There are names in whisky that carry weight before you even crack the seal, and Bunnahabhain is one of them. Tucked away at the northernmost tip of Islay, the distillery has always been the quiet outlier — less smoke, more subtlety, a gentler hand than its peat-heavy neighbours. The Turas Math #1, part of the Westering Home Collection, is a 15-year-old bottled at a commanding 55.9% ABV, and it arrives with the kind of confidence that suggests someone at the distillery knew exactly what they had in this cask.
The name itself — Turas Math, Gaelic for "good journey" — sets the tone. This is a whisky rooted in place. Bunnahabhain sits where the Sound of Islay meets the open Atlantic, and if you've ever stood on that shore in November, wind tearing at your jacket, you'll understand why their spirit carries a certain maritime character that no amount of marketing copy can fabricate. It's simply in the water, the air, the warehouses.

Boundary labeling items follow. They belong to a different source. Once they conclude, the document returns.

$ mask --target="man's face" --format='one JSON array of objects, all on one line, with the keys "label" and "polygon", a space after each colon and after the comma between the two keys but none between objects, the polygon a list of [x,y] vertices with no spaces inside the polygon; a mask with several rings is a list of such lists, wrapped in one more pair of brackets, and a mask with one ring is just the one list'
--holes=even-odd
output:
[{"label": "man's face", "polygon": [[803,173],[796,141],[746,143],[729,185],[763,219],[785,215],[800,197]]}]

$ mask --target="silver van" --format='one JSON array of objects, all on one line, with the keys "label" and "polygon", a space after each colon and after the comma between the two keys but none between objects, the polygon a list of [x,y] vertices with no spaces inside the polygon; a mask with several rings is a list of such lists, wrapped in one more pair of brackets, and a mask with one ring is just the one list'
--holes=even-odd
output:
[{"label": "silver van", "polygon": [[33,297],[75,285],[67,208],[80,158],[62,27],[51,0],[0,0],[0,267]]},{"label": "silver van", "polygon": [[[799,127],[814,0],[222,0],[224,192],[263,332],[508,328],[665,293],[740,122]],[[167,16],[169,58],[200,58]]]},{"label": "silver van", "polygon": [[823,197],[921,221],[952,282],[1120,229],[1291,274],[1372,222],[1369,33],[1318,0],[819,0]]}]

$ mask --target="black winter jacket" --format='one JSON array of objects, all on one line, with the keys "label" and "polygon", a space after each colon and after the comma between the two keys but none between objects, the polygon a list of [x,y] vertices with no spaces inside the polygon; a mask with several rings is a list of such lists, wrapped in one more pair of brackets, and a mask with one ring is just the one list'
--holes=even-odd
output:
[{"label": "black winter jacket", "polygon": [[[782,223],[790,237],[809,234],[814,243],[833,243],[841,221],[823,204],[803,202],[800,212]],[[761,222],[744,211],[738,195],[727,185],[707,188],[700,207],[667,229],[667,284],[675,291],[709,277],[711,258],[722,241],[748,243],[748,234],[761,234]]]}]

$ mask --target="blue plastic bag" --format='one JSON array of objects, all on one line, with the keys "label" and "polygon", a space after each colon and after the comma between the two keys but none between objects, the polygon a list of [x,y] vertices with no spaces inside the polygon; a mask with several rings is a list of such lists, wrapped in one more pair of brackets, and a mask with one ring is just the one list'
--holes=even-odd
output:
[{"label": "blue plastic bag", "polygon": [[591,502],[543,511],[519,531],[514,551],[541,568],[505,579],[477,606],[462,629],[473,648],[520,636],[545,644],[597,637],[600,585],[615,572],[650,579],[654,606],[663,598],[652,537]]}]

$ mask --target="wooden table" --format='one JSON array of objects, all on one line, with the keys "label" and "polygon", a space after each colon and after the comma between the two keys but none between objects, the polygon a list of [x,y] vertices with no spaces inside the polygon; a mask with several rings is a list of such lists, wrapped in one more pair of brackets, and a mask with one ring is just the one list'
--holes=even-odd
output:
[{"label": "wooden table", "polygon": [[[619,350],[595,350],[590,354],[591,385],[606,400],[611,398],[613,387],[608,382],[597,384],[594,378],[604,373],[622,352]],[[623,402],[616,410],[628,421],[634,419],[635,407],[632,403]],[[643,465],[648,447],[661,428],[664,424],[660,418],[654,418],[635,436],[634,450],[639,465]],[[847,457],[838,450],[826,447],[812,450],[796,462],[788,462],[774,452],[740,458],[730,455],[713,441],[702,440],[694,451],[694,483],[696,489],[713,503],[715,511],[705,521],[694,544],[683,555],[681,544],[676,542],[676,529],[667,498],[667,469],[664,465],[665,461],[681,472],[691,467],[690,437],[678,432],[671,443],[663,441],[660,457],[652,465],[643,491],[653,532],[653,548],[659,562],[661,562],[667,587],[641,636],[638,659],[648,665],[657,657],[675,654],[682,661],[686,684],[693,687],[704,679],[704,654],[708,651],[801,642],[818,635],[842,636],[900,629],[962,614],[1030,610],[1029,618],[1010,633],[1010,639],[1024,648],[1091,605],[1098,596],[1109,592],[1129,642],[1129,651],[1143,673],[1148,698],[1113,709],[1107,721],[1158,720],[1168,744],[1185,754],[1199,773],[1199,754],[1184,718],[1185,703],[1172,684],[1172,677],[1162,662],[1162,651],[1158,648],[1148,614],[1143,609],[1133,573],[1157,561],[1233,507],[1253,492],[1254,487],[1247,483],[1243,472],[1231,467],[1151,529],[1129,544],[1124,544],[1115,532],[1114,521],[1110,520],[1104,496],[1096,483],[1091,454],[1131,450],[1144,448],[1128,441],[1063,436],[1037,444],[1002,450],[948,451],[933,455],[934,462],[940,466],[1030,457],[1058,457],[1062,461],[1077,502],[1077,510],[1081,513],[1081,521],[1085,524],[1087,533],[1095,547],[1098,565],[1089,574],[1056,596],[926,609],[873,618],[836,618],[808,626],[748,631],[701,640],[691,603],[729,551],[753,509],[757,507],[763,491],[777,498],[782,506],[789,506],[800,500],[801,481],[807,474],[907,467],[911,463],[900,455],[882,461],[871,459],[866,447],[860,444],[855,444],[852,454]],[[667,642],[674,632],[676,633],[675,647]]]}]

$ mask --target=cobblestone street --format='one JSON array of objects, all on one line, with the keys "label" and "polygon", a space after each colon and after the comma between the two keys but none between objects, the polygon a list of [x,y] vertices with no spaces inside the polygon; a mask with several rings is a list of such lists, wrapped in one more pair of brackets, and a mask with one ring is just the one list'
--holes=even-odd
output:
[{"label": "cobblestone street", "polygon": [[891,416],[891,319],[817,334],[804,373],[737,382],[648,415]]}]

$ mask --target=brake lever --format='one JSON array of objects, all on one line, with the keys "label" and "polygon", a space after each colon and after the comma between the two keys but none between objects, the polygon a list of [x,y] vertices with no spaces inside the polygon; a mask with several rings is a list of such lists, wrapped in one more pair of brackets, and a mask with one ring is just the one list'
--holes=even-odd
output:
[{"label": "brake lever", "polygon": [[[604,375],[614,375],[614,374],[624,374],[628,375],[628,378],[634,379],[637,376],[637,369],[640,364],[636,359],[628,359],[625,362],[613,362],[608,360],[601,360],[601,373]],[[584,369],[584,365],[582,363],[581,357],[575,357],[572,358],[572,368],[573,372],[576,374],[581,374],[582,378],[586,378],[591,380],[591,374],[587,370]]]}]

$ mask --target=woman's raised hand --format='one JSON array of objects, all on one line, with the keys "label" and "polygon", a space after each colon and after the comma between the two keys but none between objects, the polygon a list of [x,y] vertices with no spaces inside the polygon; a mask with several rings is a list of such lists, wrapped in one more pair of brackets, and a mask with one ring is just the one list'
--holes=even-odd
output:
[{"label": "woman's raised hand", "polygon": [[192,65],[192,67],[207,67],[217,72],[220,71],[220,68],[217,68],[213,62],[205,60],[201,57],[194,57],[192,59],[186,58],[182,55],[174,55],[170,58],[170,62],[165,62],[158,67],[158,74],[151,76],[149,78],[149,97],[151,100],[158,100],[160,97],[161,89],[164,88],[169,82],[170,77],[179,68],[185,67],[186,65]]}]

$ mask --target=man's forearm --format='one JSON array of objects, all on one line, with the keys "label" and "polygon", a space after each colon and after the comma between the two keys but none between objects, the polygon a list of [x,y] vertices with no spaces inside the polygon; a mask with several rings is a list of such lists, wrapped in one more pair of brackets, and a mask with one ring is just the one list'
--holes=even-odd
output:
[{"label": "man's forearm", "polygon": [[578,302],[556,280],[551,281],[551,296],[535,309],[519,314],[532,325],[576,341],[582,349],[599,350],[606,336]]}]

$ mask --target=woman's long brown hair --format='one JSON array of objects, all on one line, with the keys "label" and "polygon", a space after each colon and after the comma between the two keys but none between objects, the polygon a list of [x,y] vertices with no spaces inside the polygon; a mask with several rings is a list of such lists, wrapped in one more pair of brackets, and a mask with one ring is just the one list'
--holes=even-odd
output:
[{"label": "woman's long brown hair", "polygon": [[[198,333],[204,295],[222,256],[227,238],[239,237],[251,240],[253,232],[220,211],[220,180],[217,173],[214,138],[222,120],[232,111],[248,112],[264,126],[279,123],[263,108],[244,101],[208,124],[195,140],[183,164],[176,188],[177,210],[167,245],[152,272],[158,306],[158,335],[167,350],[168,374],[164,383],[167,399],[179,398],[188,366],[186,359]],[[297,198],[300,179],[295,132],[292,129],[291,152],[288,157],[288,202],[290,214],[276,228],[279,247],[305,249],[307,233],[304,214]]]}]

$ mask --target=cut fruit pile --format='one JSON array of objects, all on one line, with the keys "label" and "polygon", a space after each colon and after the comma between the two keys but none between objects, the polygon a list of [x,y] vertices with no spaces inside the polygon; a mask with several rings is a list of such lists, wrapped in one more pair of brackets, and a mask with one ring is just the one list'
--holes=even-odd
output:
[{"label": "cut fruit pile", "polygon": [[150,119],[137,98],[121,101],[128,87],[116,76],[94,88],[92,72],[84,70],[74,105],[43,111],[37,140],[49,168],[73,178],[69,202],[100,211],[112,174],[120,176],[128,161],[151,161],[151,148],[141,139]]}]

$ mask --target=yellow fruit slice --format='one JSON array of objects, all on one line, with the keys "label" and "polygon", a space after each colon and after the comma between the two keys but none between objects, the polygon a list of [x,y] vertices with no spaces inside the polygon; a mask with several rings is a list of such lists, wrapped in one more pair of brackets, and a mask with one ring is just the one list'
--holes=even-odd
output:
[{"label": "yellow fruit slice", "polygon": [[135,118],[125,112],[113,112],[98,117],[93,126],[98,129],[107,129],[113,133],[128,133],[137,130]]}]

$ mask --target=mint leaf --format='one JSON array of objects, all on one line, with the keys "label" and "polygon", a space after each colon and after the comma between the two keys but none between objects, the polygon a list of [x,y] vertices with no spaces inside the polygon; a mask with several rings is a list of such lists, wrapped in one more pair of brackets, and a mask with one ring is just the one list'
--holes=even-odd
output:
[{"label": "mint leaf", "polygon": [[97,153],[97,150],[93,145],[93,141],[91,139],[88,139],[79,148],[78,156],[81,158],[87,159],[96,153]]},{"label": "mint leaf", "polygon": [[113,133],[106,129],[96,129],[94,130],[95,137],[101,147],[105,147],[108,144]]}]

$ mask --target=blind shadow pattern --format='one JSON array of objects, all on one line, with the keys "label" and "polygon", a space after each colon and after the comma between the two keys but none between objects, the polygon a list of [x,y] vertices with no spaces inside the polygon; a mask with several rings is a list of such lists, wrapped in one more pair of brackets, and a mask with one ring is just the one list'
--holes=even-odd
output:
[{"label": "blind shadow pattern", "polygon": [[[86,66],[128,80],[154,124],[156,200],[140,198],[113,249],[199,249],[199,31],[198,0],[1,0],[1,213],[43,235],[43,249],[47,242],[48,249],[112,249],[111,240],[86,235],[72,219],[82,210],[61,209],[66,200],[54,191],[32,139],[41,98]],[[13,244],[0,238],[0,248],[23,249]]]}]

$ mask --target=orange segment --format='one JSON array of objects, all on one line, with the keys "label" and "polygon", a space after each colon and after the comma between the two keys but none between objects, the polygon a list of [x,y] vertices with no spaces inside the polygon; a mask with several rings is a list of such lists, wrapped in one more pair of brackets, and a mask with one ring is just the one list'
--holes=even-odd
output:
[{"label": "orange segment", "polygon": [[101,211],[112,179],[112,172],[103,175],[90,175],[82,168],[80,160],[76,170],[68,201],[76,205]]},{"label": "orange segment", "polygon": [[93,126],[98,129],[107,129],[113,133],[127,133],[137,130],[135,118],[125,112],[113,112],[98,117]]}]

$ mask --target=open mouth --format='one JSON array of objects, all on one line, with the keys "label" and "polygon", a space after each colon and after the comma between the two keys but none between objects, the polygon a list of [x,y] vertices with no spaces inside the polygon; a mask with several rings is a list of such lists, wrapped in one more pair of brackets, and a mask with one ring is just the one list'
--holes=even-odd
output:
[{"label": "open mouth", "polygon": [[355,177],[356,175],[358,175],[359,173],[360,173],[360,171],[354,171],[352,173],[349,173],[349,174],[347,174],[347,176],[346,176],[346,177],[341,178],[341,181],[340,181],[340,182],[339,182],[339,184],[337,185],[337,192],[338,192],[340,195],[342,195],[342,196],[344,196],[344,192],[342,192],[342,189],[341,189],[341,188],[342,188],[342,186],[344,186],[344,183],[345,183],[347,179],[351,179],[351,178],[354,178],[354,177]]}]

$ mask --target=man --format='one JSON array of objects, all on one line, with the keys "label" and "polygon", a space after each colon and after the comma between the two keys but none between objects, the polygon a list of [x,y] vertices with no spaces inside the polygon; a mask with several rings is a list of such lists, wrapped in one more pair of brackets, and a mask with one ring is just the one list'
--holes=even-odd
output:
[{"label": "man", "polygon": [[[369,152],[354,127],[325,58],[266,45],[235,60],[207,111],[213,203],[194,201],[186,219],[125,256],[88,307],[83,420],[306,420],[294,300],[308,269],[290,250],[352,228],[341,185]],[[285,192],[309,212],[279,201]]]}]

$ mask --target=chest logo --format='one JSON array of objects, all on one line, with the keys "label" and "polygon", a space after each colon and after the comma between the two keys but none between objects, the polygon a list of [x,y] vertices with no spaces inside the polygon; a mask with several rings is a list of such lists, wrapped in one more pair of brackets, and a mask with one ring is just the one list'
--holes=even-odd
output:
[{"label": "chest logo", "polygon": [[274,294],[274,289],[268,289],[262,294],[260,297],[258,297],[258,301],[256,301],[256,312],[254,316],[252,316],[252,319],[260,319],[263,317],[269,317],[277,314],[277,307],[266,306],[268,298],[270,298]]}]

At 15 years old and bottled at cask strength, this is Bunnahabhain given room to speak without a filter. The higher ABV isn't aggressive — it's purposeful. It tells you this wasn't diluted down to hit a number on a spec sheet. What you're getting is closer to the truth of what sat in that cask, and I respect that decision. Too many distilleries water down their limited releases to 46% and call it premium. This is the real thing.
Tasting Notes
I'll be honest — I came to this bottle without a detailed breakdown of what to expect on the nose and palate, and sometimes that's the best way to approach a dram. What I can tell you is that Bunnahabhain's house style at this age tends toward a rich, coastal complexity. The unpeated Islay character is its own animal: think seaside rather than bonfire, orchard fruit rather than ash. At cask strength, expect those flavours amplified and layered, with a depth that rewards patience. Add a few drops of water and let it open up — a whisky at this ABV is practically begging you to take your time with it.
The Verdict
At £138, the Turas Math #1 sits in that interesting middle ground — too expensive for a casual weeknight pour, but genuinely reasonable for a cask-strength, age-stated Islay from a respected distillery. Compare it to what some of Bunnahabhain's neighbours are charging for their limited releases and this starts to look like solid value. The Westering Home Collection suggests this is the first chapter of something larger, and if the opening statement is this assured, I'm paying attention to what comes next. A score of 7.9 feels right — this is a confident, well-made whisky that doesn't need to shout. It knows where it comes from, and that's enough.
Best Served
Pour this neat in a Glencairn on a dark evening when the rain is hammering the windows. Give it five minutes to breathe, then add four or five drops of cool water — not chilled, just tap — and watch it bloom. This is a whisky for slow conversation, a good chair, and nowhere to be in the morning. If you're feeling ambitious, pair it with a plate of smoked salmon and oatcakes. The coastal notes will meet the fish halfway, and you'll wonder why you ever drank whisky any other way.